# levar (gramática)



## Eczka

Olá! Estou a aprender o português com a “plataforma de português online”, que está um programa do governo de Portugal. Estou preso com uma prova e não posso continuar sem dado uma reposta.

Tenho que encontrar os verbos em parênteses:

Há duas semanas, fizemos uma viagem ao Algarve e (nós/encontrar) com os nossos amigos. Eles (levar) a lugares muito bonitos.

Penso que dever ser:

“Há duas semanas, fizemos uma viagem ao Algarve e nos encontrámos com os nossos amigos. Eles levaram-nos a lugares muito bonitos.”

Mais, não está correto. Onde está o erro? Quero continuar com o seguente aula mais não posso sem a reposta correta.


----------



## guihenning

Eczka said:


> Mas, não está correto. Onde está o erro? Quero continuar com a aula a seguir, mas não posso sem a reposta correta.


Não vejo nenhum erro. Não seria, talvez: _Há duas semanas, fizemos uma viagem ao Algarve e encontrámo-nos com os nossos amigos. Eles levaram-nos a lugares muito bonitos. ?_


----------



## Eczka

Isso! Funcionou! Mas quão irritante - não aprendi isso na aula. Obrigada!


----------



## machadinho

Eczka said:


> Isso! Funcionou! Mas quão que irritante - não aprendi isso na aula. Obrigada!


Bem-vinda ao fórum!


----------



## pfaa09

Estava errada porque a colocação pronominal é diferente nas variantes brasileira e europeia.
_nos encontrámos_ é usual no Brasil, _encontrámo-nos_ é usual na Europa.
Nós, falantes da língua portuguesa, entendemos as duas formas, mas estas são algumas das diferenças entre as variantes.


----------



## Carfer

Não há, de facto, nenhum erro, se bem que, como bem observou o guihenning, a ênclise seja a posição mais comum do pronome, portanto '_encontrámo-nos_'. 
E, já agora, '_quão_' também é possível, visto que expressa intensidade numa frase exclamativa. Não é invulgar em Portugal, mas ocorre sobretudo em linguagem mais cuidada e também se nota alguma tendência para o abandono do advérbio.

P.S. Entretanto, entrou o post do pfaa. Continuo a pensar que não é um erro, não me parece que viole nenhuma regra que imponha a ênclise. Agora que o uso não é habitualmente a próclise, realmente não.


----------



## guihenning

Queria que houvesse um português que me pudesse responder a uma pergunta: como é que se considera "nos encontrámos" um erro no português europeu? Tudo bem, sabemos todos que não é a forma usual, mas baseada no quê seria erro? Não há nenhuma regra que impeça a próclise, nem há nenhuma regra que obrigue a ênclise. Tenho notado o quão peremptórios têm sido os portugueses em matéria de colocação pronominal. O que parece prevalecer no ensino luso do idioma, principalmente a estrangeiros, é tachar como errado aquilo que, na pior da hipóteses, seria inadequado ou pouco usual. Digo isso porque um exercício do português do Brasil idêntico a esse teria ambas as respostas corretas. "encontramo-nos" ou "nos encontramos". De (muito) longe a mais usual é a segunda, mas não tem como dizer que a outra está errada só porque pouco se usa. Se fosse para invalidar a questão, alguma justificativa gramatical teria de ter.
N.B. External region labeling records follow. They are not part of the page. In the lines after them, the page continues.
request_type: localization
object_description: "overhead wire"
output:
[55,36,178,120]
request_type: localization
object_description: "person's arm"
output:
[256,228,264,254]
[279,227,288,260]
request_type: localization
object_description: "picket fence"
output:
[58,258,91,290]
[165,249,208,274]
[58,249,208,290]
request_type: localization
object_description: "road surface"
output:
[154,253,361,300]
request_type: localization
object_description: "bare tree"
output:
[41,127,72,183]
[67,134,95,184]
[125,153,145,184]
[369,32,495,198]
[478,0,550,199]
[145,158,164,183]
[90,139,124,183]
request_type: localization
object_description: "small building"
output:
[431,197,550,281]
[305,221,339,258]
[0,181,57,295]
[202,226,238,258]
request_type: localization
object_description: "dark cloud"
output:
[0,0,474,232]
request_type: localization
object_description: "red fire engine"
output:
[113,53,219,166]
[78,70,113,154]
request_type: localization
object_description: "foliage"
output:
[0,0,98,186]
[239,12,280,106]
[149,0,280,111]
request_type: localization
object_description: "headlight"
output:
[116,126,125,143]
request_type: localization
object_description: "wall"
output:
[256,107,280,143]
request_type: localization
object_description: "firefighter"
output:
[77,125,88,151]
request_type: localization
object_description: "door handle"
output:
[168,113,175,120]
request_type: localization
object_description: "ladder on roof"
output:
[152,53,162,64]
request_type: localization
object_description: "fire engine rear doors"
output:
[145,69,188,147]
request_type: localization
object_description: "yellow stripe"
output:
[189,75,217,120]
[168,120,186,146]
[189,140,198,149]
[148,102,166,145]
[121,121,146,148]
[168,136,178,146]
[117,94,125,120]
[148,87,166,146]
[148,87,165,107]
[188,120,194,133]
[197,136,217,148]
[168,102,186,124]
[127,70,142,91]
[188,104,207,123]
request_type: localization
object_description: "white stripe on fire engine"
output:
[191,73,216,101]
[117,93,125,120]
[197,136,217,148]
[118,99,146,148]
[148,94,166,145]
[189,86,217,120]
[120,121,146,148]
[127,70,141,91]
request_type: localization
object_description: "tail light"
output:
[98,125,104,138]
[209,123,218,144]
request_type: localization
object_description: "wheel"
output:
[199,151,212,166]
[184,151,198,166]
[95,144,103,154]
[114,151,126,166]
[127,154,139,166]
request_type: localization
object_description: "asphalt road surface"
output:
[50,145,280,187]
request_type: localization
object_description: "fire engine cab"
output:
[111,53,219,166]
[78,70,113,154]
P.S cruzei-me com o Carfer.


----------



## pfaa09

Eu disse que estava errado no contexto do exercício, ou seja, dei a razão pela qual não foi permitido avançar.


----------



## Carfer

Talvez o que estivesse em causa no exercício fosse aquela "coisa" da queda do _'s_' final de '_encontrámos', _mas, se assim era, o autor do exercício deveria deixá-lo claro, doutra forma não há maneira de o aluno entender porque é que a resposta não é dada como correcta. Temos que admitir que se é rejeitada sem explicação, é natural que seja tomada por errada.


----------



## gato radioso

Não sei se é ir longe de mais, mas podía ser que houvesse -em Portugal- alguma diferença na frequência de uso -não falo de correção- das duas formas entre a língua falada e a escrita?
Por acaso tenho reparado (ou ao menos essa é a minha impressão) que os nativos quando falam parece que tendem menos à ênclise do que normalmente pode achar-se em textos.


----------



## Carfer

gato radioso said:


> Não sei se é ir longe de mais, mas podía ser que houvesse -em Portugal- alguma diferença na frequência de uso -não falo de correção- das duas formas entre a língua falada e a escrita?
> Por acaso tenho reparado (ou ao menos essa é a minha impressão) que os nativos quando falam parece que tendem menos à ênclise do que normalmente pode achar-se em textos.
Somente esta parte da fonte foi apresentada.